Employés par l’armée française de 2001 à 2014, des interprètes afghans se battent depuis trois ans pour faire valoir leur droit d’asile politique. Prise en main par une avocate française, l’affaire ressemble à un vrai scandale d’État redondant.

(...) « J’ai travaillé pour les étrangers, ma vie a basculé »
Après les attentats du 11 septembre 2001 aux Etats-Unis, et la décision de l’administration Bush de relancer la « guerre contre le terrorisme », une opération de l’Otan est lancée en Afghanistan. La France choisit d’en faire partie, et elle enverra en 13 ans plus de 70.000 soldats dans le pays. L’objectif est de chasser les talibans de Kaboul, de détruire les camps d’entraînement d’Al Qaïda en Afghanistan et de reconstituer une armée afghane, de la former. Pour cela, la France fait appel à des centaines d’interprètes, maillon crucial, indispensable, pour le travail de l’armée sur le terrain. (...)

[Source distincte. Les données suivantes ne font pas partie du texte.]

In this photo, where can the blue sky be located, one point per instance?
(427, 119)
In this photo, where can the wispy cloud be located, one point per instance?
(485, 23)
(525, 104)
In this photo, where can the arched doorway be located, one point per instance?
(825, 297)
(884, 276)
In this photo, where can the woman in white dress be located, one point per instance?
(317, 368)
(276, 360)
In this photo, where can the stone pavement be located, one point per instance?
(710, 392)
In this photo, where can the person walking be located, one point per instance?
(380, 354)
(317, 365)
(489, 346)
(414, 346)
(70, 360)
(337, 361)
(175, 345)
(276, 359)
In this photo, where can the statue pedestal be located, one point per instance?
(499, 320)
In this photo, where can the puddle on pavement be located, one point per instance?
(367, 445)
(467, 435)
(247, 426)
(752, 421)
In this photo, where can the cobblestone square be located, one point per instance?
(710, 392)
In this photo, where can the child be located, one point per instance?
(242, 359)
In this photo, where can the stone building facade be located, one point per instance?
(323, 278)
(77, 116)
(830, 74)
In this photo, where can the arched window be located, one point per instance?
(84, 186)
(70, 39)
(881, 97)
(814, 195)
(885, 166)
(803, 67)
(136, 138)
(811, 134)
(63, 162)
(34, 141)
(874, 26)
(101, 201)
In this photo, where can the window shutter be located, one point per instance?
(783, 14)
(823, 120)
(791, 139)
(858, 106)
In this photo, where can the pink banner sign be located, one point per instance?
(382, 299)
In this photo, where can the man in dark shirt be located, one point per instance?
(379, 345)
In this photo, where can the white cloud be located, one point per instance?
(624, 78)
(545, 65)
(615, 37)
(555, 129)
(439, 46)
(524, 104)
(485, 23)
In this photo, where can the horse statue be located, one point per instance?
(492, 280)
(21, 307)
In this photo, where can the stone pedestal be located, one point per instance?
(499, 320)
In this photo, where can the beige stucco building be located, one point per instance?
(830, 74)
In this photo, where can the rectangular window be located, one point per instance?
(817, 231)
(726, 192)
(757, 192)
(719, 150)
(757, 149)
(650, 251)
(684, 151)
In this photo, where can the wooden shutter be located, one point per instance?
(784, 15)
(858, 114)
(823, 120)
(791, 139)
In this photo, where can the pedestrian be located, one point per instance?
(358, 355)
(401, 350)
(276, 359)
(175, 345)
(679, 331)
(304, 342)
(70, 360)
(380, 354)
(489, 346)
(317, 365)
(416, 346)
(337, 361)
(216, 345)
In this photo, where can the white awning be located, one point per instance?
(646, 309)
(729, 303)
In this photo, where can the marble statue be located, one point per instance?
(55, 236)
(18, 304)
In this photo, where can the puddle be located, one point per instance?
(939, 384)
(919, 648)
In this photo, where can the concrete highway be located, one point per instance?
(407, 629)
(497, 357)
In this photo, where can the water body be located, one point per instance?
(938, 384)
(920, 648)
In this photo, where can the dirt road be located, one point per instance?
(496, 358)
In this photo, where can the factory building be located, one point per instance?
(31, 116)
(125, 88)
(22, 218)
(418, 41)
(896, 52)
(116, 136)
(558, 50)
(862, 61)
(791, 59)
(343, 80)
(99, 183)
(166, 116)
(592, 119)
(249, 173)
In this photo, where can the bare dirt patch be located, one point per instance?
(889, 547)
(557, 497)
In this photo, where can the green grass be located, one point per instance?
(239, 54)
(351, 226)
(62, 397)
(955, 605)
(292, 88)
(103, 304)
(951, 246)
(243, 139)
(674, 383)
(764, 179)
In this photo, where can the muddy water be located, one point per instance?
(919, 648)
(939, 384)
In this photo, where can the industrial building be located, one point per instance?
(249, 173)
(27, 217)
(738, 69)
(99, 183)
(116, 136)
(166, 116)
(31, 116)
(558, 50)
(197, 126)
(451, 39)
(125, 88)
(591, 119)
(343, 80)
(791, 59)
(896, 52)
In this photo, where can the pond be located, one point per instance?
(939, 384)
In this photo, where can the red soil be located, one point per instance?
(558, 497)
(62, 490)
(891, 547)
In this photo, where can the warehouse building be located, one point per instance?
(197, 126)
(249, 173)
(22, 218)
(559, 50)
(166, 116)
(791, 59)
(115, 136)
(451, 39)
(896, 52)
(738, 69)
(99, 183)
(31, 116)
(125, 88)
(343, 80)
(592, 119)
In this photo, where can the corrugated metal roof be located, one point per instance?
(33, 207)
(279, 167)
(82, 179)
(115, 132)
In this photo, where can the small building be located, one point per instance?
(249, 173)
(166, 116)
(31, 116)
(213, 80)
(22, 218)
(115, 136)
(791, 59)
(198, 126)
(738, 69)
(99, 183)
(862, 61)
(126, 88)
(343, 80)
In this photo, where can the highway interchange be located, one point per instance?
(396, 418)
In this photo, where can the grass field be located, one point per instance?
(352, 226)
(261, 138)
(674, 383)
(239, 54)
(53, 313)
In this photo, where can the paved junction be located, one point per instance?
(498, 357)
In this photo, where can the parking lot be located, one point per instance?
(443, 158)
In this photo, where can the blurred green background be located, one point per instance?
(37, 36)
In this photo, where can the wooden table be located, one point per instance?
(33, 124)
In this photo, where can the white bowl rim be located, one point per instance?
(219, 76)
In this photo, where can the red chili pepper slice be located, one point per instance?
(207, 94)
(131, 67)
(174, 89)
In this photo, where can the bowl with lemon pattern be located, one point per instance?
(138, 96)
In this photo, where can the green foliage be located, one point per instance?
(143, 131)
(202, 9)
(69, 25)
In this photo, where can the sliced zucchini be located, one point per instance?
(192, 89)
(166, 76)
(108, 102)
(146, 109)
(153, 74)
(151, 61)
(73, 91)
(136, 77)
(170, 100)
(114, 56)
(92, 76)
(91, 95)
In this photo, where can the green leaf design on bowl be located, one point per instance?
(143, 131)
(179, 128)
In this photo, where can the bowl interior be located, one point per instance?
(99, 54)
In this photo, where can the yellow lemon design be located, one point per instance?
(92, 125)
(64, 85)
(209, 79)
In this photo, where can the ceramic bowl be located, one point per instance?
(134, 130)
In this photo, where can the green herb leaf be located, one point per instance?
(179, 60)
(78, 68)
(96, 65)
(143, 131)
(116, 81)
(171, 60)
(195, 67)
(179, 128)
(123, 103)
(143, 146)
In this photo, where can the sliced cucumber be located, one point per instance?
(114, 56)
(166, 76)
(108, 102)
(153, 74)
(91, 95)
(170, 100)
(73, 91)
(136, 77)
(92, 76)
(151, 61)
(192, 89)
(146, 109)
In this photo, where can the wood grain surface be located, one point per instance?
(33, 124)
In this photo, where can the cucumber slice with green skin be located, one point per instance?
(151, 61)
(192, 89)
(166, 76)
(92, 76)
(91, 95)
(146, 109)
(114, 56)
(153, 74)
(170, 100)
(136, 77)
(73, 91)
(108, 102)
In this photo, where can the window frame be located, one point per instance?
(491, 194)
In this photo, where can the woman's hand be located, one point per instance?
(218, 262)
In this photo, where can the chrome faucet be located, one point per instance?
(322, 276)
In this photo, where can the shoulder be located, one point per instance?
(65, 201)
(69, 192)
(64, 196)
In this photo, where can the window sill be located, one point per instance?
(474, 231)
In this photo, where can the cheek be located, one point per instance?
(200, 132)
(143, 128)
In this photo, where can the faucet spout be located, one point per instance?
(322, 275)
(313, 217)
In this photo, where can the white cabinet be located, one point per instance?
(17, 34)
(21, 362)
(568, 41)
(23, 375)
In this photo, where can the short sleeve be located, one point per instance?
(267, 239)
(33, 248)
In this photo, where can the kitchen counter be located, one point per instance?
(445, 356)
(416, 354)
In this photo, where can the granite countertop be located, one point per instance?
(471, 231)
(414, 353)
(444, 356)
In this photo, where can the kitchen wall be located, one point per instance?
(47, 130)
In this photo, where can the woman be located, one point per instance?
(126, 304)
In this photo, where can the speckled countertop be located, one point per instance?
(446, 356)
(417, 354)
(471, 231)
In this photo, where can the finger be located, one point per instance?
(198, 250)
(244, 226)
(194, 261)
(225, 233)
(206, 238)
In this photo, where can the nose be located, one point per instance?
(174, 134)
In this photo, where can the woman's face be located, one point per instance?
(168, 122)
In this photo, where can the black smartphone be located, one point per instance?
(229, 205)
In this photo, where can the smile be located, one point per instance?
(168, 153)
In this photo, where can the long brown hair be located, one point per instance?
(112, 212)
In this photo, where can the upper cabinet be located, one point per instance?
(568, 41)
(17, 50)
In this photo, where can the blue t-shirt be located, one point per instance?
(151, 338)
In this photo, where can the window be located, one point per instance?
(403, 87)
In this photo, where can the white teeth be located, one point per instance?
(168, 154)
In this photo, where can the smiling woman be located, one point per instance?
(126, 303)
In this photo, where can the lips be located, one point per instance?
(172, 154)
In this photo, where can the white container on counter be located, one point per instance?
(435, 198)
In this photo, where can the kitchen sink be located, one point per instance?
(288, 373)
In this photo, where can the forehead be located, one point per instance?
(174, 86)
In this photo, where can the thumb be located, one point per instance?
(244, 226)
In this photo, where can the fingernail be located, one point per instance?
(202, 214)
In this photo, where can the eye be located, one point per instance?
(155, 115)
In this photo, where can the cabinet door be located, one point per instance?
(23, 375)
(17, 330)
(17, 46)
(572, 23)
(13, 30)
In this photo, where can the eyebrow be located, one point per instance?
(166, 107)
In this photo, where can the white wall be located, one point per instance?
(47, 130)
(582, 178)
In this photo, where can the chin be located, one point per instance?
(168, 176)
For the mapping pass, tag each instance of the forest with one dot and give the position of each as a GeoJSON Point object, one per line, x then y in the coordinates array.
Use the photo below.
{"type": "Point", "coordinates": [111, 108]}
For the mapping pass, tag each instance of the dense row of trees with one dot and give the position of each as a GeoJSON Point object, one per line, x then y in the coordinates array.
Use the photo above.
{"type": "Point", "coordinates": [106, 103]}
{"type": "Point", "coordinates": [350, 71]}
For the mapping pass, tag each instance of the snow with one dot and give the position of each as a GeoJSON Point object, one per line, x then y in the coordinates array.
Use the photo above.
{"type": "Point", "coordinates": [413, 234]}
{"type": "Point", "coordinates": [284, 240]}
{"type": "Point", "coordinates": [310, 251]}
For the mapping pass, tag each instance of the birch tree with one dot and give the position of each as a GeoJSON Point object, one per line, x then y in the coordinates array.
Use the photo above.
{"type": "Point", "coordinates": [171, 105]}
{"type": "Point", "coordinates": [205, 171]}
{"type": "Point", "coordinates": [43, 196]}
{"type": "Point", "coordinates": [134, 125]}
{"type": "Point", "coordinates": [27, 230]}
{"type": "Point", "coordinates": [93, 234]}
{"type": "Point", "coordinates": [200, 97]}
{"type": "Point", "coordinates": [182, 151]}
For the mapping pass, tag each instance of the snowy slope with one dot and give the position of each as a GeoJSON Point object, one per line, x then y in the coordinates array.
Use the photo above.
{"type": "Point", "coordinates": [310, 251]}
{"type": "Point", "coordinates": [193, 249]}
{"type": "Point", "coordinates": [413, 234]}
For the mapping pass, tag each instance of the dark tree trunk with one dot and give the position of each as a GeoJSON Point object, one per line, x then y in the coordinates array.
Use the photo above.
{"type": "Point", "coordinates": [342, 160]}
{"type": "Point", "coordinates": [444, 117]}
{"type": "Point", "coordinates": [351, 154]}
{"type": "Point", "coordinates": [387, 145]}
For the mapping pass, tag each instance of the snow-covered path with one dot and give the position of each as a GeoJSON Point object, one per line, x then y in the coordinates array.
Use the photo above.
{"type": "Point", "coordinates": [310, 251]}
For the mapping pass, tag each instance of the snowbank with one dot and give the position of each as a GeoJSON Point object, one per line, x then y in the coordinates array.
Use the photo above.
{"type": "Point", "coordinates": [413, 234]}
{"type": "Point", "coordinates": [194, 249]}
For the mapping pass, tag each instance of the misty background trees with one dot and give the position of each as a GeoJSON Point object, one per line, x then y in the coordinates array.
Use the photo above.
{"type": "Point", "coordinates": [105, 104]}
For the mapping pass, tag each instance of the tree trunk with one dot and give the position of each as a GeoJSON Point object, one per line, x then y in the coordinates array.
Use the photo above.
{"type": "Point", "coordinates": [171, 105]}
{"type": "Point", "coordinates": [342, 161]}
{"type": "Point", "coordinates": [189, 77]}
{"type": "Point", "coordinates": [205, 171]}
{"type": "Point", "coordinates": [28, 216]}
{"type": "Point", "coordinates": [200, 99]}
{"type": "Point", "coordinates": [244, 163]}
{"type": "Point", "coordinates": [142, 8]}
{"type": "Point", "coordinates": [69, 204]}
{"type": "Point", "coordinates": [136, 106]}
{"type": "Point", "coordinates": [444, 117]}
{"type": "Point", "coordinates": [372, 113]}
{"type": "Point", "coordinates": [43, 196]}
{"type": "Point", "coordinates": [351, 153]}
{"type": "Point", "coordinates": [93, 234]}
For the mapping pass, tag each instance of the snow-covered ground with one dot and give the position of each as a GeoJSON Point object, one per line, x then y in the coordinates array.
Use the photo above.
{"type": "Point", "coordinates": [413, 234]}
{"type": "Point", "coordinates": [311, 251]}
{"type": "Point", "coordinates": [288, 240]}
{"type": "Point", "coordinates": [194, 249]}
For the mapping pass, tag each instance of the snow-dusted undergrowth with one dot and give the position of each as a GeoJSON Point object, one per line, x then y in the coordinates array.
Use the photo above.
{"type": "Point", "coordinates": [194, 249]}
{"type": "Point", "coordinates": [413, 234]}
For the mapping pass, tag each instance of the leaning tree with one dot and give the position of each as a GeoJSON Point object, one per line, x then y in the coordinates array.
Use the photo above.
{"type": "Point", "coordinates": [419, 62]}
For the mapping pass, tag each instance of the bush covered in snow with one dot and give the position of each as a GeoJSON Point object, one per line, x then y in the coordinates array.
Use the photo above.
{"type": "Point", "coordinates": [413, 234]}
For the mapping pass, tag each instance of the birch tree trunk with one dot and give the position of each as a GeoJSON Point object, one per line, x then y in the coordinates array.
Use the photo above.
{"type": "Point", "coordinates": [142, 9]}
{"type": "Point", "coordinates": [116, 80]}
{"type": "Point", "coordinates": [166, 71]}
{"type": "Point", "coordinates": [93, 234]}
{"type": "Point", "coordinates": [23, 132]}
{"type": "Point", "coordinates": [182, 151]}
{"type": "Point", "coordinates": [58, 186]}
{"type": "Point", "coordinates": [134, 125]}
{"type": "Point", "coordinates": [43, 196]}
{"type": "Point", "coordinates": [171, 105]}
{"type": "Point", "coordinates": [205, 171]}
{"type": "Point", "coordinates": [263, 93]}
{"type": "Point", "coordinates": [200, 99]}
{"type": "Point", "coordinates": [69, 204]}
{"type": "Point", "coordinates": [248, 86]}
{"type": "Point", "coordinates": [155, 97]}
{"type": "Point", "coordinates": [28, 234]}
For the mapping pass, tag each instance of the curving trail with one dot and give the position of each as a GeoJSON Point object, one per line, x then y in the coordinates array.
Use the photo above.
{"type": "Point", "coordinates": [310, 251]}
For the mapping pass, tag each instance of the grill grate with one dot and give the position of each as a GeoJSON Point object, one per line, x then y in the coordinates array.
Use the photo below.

".... Nous avons toujours été sincères et honnêtes avec eux. Sans nous, les soldats français étaient perdus. Moi j’ai travaillé pour les étrangers, ma vie a basculé. »
Un jour, l’oncle d’Adib reçoit la visite d’un Mollah et de villageois de sa région natale, dans la province d’Helmand. Les visiteurs préviennent : ils n’hésiteront pas à décimer toute la famille si Adib travaille pour les étrangers. « Mon oncle a nié, mais ils ont prévenu qu’ils tueraient même les enfants et les femmes », se rappelle t-il.

Tract de Daech et chef Taliban
Figures de traîtres de la nation et de la religion, perçus comme « hérétiques » ou « athées » (postures la plus grave dans l’idéologie de l’Etat Islamique) les interprètes sont actuellement recherchés par l’organisation terroriste, en plus d’autres groupuscules extrémistes et les Talibans. Dans un tract distribué à Kaboul, traduit et authentifié par un spécialiste chez RFI, l’EI annonce explicitement :

« Nous considérons comme athées les gens qui collaborent avec ceux qui font la guerre contre les musulmans : toute sorte de collaboration comme leur protection, la fourniture en vêtements, repas et soins. » (...)

« Nous sommes des trophées pour les extrémistes de ce pays. Nos têtes valent même plus cher que celles d’un soldat », assure Adib.

Lui considère avoir pris tous les risques pour la France. Il se souvient notamment de ce chef Taliban capturé dans la vallée Afghania. « J’ai dû traduire l’interrogatoire. Quand il m’a vu, il a directement menacé de me tuer juste après sa sortie. » Sans compter les nombreux civils locaux, qui, lors d’opérations le traitent de « laïque, non musulman. »

Demande d’asile
Sous pression, il décide de ne pas retravailler avec l’armée à l’issue de sa pause universitaire. Il demande dans la foulée son asile politique pour la France. « Mon père et mes frères sont dans l’armée afghane. Ils ont des armes et savent se défendre, mais moi je n’ai rien de tout ça pour faire face en cas d’attaque. » (...)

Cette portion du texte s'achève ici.